Title
Effects of Social Network Size and Topology on Evolutionary Decision Making
Effects of Social Network Size and Topology on Evolutionary Decision Making
Download via this paper's page on the MIT Press ECAL 2015 Proceedings website.
Collective decision making is crucial in human organizations and societies. When a collective is working on exploration of problem space and/or ideation for creative solutions, the evolutionary perspective is useful for conceptualizing and modeling collective decision making, where populations of ideas spread and evolve on a social network habitat via continual applications of evolutionary operators by human individuals (Sayama & Dionne 2015).
Using an evolutionary approach to model collective decision making, we conducted agent-based simulations to investigate how collective decision making would be affected by the size and topology of social network structure (Sayama, Dionne & Yammarino 2013). In our model, each agent has its own utility function defined over a multi-dimensional problem space, which is marginally different from the “true” utility function that is not accessible from any agent. Each agent can memorize multiple ideas in mind, and iteratively applies evolutionary operators (e.g., replication, mutation, recombination, elimination) to the idea population it has. The outcomes of evolutionary operations are stored in the agent’s mind, and also sent to the neighbors to which the agent is connected. This allows the spread of ideas through social ties.

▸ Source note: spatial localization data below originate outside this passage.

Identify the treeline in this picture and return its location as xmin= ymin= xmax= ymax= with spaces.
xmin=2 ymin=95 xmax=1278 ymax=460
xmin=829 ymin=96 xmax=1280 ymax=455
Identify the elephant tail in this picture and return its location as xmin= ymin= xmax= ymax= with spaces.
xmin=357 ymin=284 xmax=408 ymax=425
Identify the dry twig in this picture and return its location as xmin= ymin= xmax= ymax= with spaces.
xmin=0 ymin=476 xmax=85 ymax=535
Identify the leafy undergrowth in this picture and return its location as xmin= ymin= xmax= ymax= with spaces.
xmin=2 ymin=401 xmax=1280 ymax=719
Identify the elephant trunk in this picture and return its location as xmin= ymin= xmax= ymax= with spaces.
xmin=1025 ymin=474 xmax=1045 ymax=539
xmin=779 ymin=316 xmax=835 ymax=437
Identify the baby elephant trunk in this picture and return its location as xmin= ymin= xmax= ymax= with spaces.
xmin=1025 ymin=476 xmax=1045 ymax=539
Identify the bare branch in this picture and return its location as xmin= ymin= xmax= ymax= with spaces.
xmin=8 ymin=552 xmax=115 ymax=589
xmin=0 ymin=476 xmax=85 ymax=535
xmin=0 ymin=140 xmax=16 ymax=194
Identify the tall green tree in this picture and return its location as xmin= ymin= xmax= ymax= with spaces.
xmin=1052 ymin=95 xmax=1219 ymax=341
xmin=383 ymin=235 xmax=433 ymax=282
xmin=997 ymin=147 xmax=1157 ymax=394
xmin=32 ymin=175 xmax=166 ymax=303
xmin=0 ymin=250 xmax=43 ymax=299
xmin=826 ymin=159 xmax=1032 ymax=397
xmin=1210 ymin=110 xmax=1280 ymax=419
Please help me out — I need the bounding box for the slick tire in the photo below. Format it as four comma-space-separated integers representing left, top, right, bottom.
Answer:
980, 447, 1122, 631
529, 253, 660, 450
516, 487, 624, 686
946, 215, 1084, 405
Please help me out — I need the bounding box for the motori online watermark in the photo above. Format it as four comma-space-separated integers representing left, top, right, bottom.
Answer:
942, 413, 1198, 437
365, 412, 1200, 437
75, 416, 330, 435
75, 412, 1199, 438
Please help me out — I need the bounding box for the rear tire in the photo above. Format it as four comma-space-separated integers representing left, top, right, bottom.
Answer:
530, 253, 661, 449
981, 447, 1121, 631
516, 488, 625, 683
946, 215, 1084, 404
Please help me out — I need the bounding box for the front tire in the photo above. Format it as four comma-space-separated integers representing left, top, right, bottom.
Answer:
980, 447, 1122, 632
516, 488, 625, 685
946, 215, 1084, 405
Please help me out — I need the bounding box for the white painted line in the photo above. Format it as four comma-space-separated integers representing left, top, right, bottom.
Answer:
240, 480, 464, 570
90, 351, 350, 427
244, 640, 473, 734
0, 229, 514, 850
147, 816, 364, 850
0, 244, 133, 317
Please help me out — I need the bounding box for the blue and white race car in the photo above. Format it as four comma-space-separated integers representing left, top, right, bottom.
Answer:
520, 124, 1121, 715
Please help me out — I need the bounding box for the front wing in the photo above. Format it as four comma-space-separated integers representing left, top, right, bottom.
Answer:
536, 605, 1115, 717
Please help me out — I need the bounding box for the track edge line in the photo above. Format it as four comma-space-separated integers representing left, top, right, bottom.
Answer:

Each simulation was run for a fixed number of iterations, and then the level of idea convergence at a social level and the true utility value of the most supported idea were measured as the performance metrics of collective decision making. The former metric characterizes the ability for the society to form consensus, while the latter characterizes its ability to find the true best solution. The size of the network (number of agents or nodes) was varied from 5 to 640 logarithmically. Three network topologies with the same average node degree were tested: Random, small-world and scale-free. For more details of the model and the simulation settings, see Sayama, Dionne & Yammarino (2013).
Simulation results indicated that expanding the size of the social network generally improved the quality of ideas at the cost of decision convergence. Simulations with different social network topologies further revealed that collective decision making on small-world networks with high local clustering tended to achieve highest decision quality more often than on random or scale-free networks (Fig. 1). This can be understood in that local clustering helps agents in different regions in a network maintain their respective focus areas and engage in different local search, possibly enhancing the effective parallelism of collective decision making and therefore resulting in a greater number of successful decisions. In contrast, the links in random and scale-free networks are all “global”, mixing discussions prematurely and therefore reducing the effective parallelism of collective decision making. These observations have an interesting contrast with the fact that random and scale-free networks are highly efficient in information dissemination because of their global connectedness. Our results indicate that such efficiency of information dissemination may not necessarily imply the same for collective decision making. This work may also offer an evolutionary explanation for the nontrivial relationship between network clustering and problem solving, a problem that is actively debated in organizational science (Shore, Bernstein & Lazer 2014).